RESTORING PLASTERWORK

Think twice before trying to restore damaged crown molding, medallions, or other plaster ceil­ing ornaments. Plastic or composite reproductions of plaster elements are good-looking, lightweight, easy to install and—once painted—indistinguish­able from plaster ornaments. Given the hourly rates of a skilled plasterer, replacing plaster with plastic repros is often more cost-effective.

However, if your plaster ornament has a repet­itive pattern with only a few damaged sections, you can cast replacement sections by creating a mold from an original, undamaged section.

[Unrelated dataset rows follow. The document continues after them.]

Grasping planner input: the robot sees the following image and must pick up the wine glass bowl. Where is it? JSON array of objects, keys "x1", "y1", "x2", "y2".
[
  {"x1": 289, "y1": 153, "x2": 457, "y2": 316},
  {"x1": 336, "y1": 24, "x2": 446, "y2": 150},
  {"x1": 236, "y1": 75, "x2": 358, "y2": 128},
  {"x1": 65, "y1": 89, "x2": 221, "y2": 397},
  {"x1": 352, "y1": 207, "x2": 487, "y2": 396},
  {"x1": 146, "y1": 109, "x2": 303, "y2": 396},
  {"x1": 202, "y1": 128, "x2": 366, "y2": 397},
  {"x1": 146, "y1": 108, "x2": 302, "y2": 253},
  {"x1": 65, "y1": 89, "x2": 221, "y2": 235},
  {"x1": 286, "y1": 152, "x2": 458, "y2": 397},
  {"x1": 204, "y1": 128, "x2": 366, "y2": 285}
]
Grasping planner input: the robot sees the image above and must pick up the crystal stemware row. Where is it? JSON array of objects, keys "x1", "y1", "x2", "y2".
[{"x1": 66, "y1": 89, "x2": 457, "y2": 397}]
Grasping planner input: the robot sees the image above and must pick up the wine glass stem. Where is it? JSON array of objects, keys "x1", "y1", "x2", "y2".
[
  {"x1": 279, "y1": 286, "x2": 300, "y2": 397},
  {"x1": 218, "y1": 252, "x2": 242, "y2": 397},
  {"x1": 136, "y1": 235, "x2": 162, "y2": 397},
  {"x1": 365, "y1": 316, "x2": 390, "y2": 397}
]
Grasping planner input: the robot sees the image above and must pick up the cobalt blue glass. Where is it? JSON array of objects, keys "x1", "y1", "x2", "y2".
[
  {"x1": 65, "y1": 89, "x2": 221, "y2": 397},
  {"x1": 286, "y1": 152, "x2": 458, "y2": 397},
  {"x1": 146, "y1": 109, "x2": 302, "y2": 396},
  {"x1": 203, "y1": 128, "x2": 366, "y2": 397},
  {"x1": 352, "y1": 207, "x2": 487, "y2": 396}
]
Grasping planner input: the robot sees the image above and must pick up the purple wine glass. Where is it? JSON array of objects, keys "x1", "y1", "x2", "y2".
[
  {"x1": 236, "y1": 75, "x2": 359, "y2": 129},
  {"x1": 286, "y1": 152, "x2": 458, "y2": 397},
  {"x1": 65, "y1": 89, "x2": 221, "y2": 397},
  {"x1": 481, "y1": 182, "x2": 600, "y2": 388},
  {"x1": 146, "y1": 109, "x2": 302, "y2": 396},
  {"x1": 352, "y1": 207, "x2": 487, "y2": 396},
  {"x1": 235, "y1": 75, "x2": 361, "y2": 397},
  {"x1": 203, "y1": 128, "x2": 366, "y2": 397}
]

Removing an ornamental section. If you want to make a casting, you need to remove an undamaged ornamental section. First, support the section that you will remove. To do this, posi­tion a 2×4 tee, its head covered with rubberized floor padding, under the ornament to cushion and protect its delicate details. Then use a circu­lar saw with a carborundum blade or a recipro­cating saw with an 18-teeth-per-inch (TPI), bimetal demolition blade to cut around the sec­tion. The section should include a complete pat­tern repeat plus 2 in. on each end to allow for some damage when you remove the piece. This is dusty work and you’re sure to hit nails, so wear a respirator mask and goggles.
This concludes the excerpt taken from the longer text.